March 2, 2016
Linnea K. Ista, Research Assistant Professor's article, "Reusable nanoengineered surfaces for bacterial recruitment and decontamination" made the Publicaton Highlight section of the March AVS Newsletter.
Researchers at the University of New Mexico (Ista), Duke University and the University of Florida describe their work in a new paper in the journal Biointerphases.
In nature, most bacteria grow attached to surfaces in communities known as biofilms. Some, including the microorganisms that decompose garbage in landfills, are helpful but others, such as the plaque that forms on teeth or the coating often found on contact lenses, can serve as reservoirs for infection. Scientific studies have even shown that genes for resisting antibiotics can be transferred between bacteria within a biofilm leading to potentially lethal "superbug" strains of disease. Materials that either avoid attachment by biofilms ("fouling resistant") or directly kill attached microbes ("biocidal") have been considered as remedies but neither has individually lived up to its promise: the former eventually foul and the latter accumulate debris that reduce their efficiency.
"Combining fouling release and biocidal materials in a single surface offers the ability to perform both functions efficiently," says biomedical engineer Linnea K. Ista, lead author of the Biointerphases paper. "To achieve this, we turned to long-chain molecules called stimuli responsive polymers, or SRPs, that attract bacteria and hold them in place, and partnered them with another class of polymers known as poly(phenylene ethynylenes), or PPEs, that kill bacteria by destroying their cell walls. When the killing is done, we can then change conditions so that the SRPs release the dead bacteria and debris."

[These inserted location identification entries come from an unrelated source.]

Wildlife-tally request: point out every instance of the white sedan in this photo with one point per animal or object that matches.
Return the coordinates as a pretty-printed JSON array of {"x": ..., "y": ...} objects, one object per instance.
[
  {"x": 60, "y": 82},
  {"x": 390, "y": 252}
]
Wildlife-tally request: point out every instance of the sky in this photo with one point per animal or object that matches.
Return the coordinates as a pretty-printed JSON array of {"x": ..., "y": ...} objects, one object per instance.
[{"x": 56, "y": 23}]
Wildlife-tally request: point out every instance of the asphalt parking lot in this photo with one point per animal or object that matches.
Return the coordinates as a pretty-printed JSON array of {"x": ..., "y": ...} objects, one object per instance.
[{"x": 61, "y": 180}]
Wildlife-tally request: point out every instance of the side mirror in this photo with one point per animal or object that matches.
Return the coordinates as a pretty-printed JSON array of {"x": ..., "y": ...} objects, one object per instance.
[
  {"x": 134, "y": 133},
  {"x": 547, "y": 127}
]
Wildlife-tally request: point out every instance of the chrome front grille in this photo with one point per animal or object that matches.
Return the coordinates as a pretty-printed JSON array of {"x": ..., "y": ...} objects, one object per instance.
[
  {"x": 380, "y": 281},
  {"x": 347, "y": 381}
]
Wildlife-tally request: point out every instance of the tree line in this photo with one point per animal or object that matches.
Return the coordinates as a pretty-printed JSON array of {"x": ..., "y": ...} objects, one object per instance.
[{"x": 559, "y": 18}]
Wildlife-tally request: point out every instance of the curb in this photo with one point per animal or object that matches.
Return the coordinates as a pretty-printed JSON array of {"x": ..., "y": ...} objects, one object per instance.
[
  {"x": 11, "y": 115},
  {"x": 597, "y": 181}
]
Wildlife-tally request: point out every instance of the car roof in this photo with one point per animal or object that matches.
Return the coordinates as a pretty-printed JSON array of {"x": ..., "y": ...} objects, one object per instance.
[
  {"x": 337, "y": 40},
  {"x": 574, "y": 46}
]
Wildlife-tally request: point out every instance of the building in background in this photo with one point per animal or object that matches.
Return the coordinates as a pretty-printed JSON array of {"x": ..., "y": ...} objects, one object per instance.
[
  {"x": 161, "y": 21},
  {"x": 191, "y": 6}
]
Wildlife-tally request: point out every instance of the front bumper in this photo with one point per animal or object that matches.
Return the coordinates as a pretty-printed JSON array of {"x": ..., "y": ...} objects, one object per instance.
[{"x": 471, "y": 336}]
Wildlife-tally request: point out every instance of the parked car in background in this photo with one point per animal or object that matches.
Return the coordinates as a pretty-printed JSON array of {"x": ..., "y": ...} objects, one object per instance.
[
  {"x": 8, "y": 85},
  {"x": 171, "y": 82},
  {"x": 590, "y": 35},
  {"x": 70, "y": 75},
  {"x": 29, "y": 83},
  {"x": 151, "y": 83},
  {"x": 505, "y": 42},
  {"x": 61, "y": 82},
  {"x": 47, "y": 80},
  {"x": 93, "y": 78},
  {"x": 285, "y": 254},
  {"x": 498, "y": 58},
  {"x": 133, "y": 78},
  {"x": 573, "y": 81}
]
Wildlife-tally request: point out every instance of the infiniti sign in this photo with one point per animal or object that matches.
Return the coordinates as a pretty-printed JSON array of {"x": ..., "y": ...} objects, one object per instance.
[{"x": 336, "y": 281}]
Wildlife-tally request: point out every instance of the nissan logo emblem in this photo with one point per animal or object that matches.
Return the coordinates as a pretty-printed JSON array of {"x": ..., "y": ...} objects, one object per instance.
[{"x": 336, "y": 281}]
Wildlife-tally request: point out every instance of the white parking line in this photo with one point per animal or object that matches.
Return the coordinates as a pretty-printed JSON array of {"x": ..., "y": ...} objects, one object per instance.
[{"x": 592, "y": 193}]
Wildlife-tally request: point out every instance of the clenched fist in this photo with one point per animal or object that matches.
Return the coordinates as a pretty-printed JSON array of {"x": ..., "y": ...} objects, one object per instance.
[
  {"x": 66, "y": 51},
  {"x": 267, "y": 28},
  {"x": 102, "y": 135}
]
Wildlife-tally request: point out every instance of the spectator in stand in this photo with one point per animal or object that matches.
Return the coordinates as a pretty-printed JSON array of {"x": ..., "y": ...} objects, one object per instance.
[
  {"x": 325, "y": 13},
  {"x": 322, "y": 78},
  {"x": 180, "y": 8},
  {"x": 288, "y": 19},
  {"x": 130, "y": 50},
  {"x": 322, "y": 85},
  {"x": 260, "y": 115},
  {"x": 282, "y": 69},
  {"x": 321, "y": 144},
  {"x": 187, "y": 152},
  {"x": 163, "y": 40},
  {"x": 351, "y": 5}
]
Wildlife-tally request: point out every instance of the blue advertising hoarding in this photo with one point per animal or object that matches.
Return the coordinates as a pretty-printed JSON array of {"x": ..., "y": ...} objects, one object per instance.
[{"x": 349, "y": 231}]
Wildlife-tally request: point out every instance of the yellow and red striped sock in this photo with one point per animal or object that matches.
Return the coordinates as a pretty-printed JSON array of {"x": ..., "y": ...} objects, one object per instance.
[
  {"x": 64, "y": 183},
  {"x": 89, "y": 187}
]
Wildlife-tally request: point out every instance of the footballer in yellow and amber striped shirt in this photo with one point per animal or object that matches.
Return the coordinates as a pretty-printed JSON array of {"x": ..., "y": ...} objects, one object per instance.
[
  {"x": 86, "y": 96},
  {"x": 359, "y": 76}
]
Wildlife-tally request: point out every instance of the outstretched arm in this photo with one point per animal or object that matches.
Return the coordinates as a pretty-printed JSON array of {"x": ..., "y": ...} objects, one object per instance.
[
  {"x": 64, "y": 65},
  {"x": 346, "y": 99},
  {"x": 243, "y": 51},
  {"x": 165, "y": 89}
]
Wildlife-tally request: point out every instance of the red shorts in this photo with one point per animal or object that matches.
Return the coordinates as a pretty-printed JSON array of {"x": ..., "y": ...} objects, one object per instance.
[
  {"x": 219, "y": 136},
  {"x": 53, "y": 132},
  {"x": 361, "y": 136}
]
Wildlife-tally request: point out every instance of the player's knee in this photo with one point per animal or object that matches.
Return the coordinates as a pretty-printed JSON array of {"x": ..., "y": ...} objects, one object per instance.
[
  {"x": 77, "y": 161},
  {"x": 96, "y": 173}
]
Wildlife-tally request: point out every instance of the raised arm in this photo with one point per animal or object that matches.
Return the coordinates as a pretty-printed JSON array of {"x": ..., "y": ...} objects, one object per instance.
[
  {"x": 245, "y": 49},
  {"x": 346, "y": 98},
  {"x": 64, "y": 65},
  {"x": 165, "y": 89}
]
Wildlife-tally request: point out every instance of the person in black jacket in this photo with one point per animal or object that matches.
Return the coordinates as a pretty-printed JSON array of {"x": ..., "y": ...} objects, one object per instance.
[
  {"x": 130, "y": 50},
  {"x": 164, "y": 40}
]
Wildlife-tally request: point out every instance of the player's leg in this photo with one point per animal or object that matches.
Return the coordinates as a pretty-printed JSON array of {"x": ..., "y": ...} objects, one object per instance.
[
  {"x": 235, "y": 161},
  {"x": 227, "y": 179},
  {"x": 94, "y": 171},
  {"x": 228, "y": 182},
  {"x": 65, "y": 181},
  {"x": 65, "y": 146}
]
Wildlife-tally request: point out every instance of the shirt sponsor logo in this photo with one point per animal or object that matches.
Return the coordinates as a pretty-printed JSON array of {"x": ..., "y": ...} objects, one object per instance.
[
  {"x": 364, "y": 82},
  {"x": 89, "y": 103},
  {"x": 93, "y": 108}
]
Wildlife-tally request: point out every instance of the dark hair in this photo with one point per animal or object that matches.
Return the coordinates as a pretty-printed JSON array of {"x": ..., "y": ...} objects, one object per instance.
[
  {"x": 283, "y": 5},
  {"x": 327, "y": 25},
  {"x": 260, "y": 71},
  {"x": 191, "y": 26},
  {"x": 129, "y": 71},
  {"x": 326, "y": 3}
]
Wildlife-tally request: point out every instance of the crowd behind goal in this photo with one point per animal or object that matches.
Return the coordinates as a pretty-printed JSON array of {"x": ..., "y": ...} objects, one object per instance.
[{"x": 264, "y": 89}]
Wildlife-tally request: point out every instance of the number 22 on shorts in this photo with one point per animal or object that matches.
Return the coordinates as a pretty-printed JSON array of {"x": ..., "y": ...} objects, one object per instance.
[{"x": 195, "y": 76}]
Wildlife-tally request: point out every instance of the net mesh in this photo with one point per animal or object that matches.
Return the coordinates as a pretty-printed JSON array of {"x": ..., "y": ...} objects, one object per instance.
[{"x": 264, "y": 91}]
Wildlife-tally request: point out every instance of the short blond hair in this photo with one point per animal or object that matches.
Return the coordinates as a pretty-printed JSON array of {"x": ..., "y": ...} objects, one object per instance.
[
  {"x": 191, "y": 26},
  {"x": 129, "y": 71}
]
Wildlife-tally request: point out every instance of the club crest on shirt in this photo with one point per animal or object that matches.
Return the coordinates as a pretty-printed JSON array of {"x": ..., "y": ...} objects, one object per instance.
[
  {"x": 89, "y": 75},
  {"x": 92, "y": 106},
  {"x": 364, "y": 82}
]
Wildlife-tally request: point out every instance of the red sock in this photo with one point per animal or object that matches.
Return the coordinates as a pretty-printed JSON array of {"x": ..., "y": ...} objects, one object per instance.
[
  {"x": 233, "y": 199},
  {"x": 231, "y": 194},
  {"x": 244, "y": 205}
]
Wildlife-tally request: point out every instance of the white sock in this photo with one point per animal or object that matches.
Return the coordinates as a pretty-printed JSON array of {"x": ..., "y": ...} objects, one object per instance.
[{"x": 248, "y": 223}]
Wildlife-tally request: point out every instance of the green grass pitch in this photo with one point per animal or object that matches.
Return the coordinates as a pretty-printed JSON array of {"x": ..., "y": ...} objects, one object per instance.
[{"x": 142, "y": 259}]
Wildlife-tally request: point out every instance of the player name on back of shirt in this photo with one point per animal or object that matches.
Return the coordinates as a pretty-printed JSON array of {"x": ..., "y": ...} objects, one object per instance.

Using fabrication techniques developed in the 1990s to rapidly manufacture computer chips, Ista and her colleagues can grow a series of parallel rows of an SRP called poly(N-isopropylacrylamide), or PNIPAAm, atop a silicon substrate. Next, they deposit alternating layers of positively charged and negatively charged PPEs in the "channels" between the SRP rows until they reach the height of the "channel walls."
"We control the SRP so that it attracts bacteria and exposes them to the positively charged PPE layer [known to be highly bactericidal] atop the filled channels," Ista says. "Once the microbes are dead and biofilm formation is avoided, we can direct the SRP to release them to yield a surface that is ready once again to perform its mission on a new population of bacteria."
In their trials, the researchers found that they could effectively use their nanoengineered antimicrobial surface at least three times. Interestingly, Ista says, they also learned that a top layer of negatively charged PPE is just as effective in killing bacteria as a positive one. "The standard wisdom is that, since the overall charge of the bacterial cell wall is negative, a positively charged biocide will interact with it," she explains. "However, we have shown that this is not necessarily the case if a negatively charged compound can be brought into close proximity."
Another finding was that the size and shape of the target cell mattered for release. "For example, a small, round Staphylococcus epidermidis released better than a large, cylindrical Escherichia coli," Ista says.
Now that the nanoengineered antimicrobial surface concept has proven viable, Ista says that the research team plans to refine the technology for more direct applications. "First off, we want to see if changing the features and spacing of the micropattern on our surface enables us to selectively retain and kill specific bacterial species such as MRSA [Methicillin-resistant Staphylococcus aureus] and other antibiotic-resistant strains," she says.